I'd take a shot at it.


----------



## mistergreen (Mar 3, 2007)

go for it. you can't have too much.
You'll find some plants don't do so well in a NPT and won't grow but will live.


----------



## newbie314 (Mar 2, 2007)

Agree. Take it and run.
Plant the talls in the back, the short in the front and go for it.
From my 20g-long, I now know I did not have enough plants for the bioload or taking nutrients out.
I think smaller tanks are easier since establishing a high plant to bioload ratio is really easy to do.

Some plants will die, and what ever is left over is good.
Make sure you are getting adequate lighting 2-3W/gallon.
Can sometimes be hard for the bigger aquariums.


----------



## SimplyOrange (Oct 5, 2007)

all that for 38 total? definitely take it.


----------



## silas k. (Apr 24, 2007)

2-3 wpg? i have 1.4 and sunlight. do i need that much wattage because of the number of plants?


----------



## SimplyOrange (Oct 5, 2007)

it's not the number of plants but the type of plants.
most plants require bright lighting and that falls around the 3wpg.
1.4 for a 30g is low and you may find many of those plants dying off.
sunlight especially in the home isnt as reliable and is likely too short to show significant growth.

check plantgeek.com there is an index of plants which are also categorized by placement, lighting, ease of care, etc. search the index to see what these plants require if they are listed.


----------



## silas k. (Apr 24, 2007)

i guess i'll have to be more picky with my plant selection then.

i'm going with a Natural tank which requires 1-2 wpg + sunlight. 
i'm trying to stay away from the more demanding setups that would require the 2-3 wpg.

if half these plants are going to die off then it's not worth it.

are most of the folks here able to stick with the 1-2 wpg + sunlight or are many straying toward more lighting once you start keeping a NPT?


----------



## cs_gardener (Apr 28, 2006)

During the summer I can manage just fine with 1-2 wpg + sunlight, but the winter is so dark for so long around here that I have to increase the amount of lighting I use to keep my plants healthy. Around here it can be over a month of dark gray clouds with occasional lighter clouds so there isn't enough sunlight to help out the tank. I also use more light on tanks that aren't close to windows (like a 20 gallon with 65 watts that is still easy/low care). I imagine that someone living in a sunnier location wouldn't have the same problem that I do with inadequate natural winter light.


----------



## silas k. (Apr 24, 2007)

thanks for the link to plantgeek.com. that is an invaluable tool that i can see will come in handy.
i know now where i would have went wrong with that bunch of plants. 
not a one of them was under medium light requirements.

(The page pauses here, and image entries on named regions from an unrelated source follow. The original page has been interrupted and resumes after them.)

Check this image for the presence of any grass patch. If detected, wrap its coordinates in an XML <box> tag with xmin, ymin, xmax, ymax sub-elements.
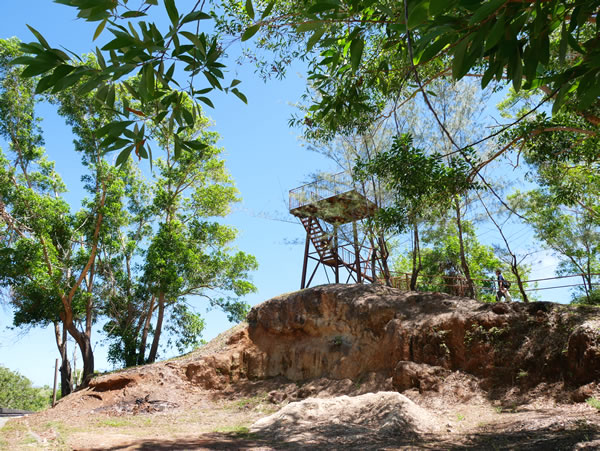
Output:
<box><xmin>98</xmin><ymin>418</ymin><xmax>132</xmax><ymax>428</ymax></box>
<box><xmin>585</xmin><ymin>398</ymin><xmax>600</xmax><ymax>411</ymax></box>
<box><xmin>0</xmin><ymin>421</ymin><xmax>27</xmax><ymax>434</ymax></box>
<box><xmin>214</xmin><ymin>424</ymin><xmax>256</xmax><ymax>439</ymax></box>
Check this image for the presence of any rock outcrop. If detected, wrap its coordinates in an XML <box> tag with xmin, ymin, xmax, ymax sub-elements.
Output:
<box><xmin>184</xmin><ymin>285</ymin><xmax>600</xmax><ymax>391</ymax></box>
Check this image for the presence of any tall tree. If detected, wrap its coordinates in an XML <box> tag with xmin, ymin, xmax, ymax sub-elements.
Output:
<box><xmin>143</xmin><ymin>101</ymin><xmax>257</xmax><ymax>362</ymax></box>
<box><xmin>12</xmin><ymin>0</ymin><xmax>600</xmax><ymax>171</ymax></box>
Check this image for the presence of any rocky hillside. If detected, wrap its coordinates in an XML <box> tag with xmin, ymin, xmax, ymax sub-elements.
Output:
<box><xmin>0</xmin><ymin>285</ymin><xmax>600</xmax><ymax>450</ymax></box>
<box><xmin>185</xmin><ymin>285</ymin><xmax>600</xmax><ymax>398</ymax></box>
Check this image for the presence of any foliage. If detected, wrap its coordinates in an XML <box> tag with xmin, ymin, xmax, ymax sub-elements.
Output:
<box><xmin>0</xmin><ymin>41</ymin><xmax>256</xmax><ymax>374</ymax></box>
<box><xmin>585</xmin><ymin>397</ymin><xmax>600</xmax><ymax>411</ymax></box>
<box><xmin>0</xmin><ymin>366</ymin><xmax>52</xmax><ymax>411</ymax></box>
<box><xmin>248</xmin><ymin>0</ymin><xmax>600</xmax><ymax>137</ymax></box>
<box><xmin>11</xmin><ymin>0</ymin><xmax>600</xmax><ymax>168</ymax></box>
<box><xmin>394</xmin><ymin>219</ymin><xmax>508</xmax><ymax>302</ymax></box>
<box><xmin>355</xmin><ymin>134</ymin><xmax>474</xmax><ymax>231</ymax></box>
<box><xmin>510</xmin><ymin>189</ymin><xmax>600</xmax><ymax>302</ymax></box>
<box><xmin>102</xmin><ymin>92</ymin><xmax>257</xmax><ymax>365</ymax></box>
<box><xmin>14</xmin><ymin>0</ymin><xmax>246</xmax><ymax>164</ymax></box>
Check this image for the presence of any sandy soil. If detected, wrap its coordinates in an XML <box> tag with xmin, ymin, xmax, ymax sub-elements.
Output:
<box><xmin>0</xmin><ymin>374</ymin><xmax>600</xmax><ymax>450</ymax></box>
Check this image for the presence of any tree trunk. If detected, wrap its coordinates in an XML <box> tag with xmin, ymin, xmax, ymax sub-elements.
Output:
<box><xmin>509</xmin><ymin>256</ymin><xmax>529</xmax><ymax>303</ymax></box>
<box><xmin>148</xmin><ymin>293</ymin><xmax>165</xmax><ymax>363</ymax></box>
<box><xmin>137</xmin><ymin>296</ymin><xmax>154</xmax><ymax>365</ymax></box>
<box><xmin>68</xmin><ymin>321</ymin><xmax>94</xmax><ymax>387</ymax></box>
<box><xmin>54</xmin><ymin>321</ymin><xmax>73</xmax><ymax>397</ymax></box>
<box><xmin>378</xmin><ymin>234</ymin><xmax>392</xmax><ymax>287</ymax></box>
<box><xmin>454</xmin><ymin>198</ymin><xmax>475</xmax><ymax>299</ymax></box>
<box><xmin>410</xmin><ymin>221</ymin><xmax>421</xmax><ymax>291</ymax></box>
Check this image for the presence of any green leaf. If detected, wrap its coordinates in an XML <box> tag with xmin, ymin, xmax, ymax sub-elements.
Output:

while we're on that subject do you think that 3 wpg would be enough for a 55 gallon that isn't really close to a window? 
the friend of mine who has the 55 needs more light. 
i was thinking of suggesting a couple of 4 ft. shoplights with cool white and plant grow bulbs as Diana suggests. 

the shoplights are because of cost effectiveness. i'm concerned about the wattage and if shoplight fixtures are all that 
efficient at putting the light in the tank since they don't have a good reflector. 
usually the insides of them are simply painted glossy white.

thanks again for everyone's help!


----------



## SimplyOrange (Oct 5, 2007)

sorry to hear about the plants.

i had two dual 4ft shoplights over the 55g when i had it seriously planted. 160w (40w t12s) total and my plants grew great. i only had both shoplights on for a few hours (noon burst). the lights were over eggcrates. i tore down the planted tank but am using one dual shoplight with sunlight & cool/white light. the other shoplight is over two 10gs w/ just one GE plant/aquarium.

check the shoplights since some are capable of using t8s 32w if that is preferred.
some are bare shoplights without the reflectors those would be great for diy hoods/canopies.

Petco sells a dual lightstrip for around $80+ they used to sell a triple lightstrip but that's been discontinued.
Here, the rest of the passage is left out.